Common indole-negative organisms include Enterobacter species, Klebsiella pneumoniae, Salmonella, Serratia, Pseudomonas, and Proteus mirabilis.
Key Bacterial Pairs the Test Separates
The indole test is especially valuable for distinguishing closely related species that are otherwise hard to tell apart:
- Proteus mirabilis vs. other Proteus species: P. mirabilis is indole-negative, while most other Proteus species are positive.
- Klebsiella pneumoniae vs. Klebsiella oxytoca: K. pneumoniae is negative, K. oxytoca is positive.
- Citrobacter freundii vs. Citrobacter koseri: C. freundii is negative, C. koseri is positive.

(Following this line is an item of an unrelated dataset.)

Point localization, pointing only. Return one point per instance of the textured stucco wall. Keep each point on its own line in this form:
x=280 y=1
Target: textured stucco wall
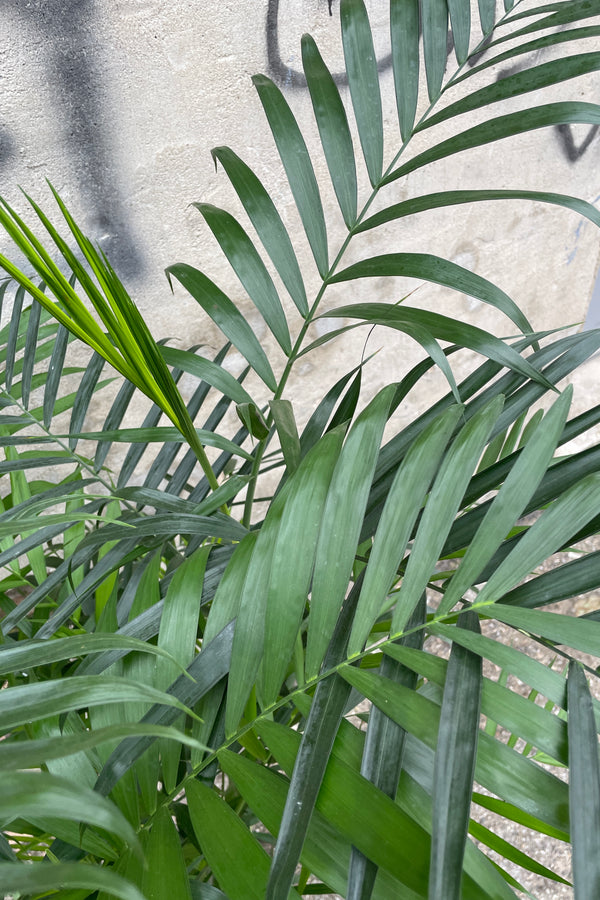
x=118 y=103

These distinctions matter because species within the same genus can differ significantly in antibiotic resistance patterns and clinical behavior. A single, inexpensive biochemical test can point identification in the right direction within seconds.
Common Sources of Error
The most frequent cause of false negatives is using media that contain fermentable carbohydrates. The acid produced during fermentation inhibits tryptophanase activity, preventing indole production even in organisms that normally test positive. Using tryptone water or another sugar-free, tryptophan-rich medium avoids this problem.
Another potential issue is reading the spot test too late. The blue-green color from DMACA should appear within 10 seconds. Delayed color changes can be misleading and should not be interpreted as positive. For tube tests, using colonies grown on blood agar, trypticase soy agar, or MacConkey agar all work, though sensitivity can vary slightly depending on the plate medium and the reagent chosen.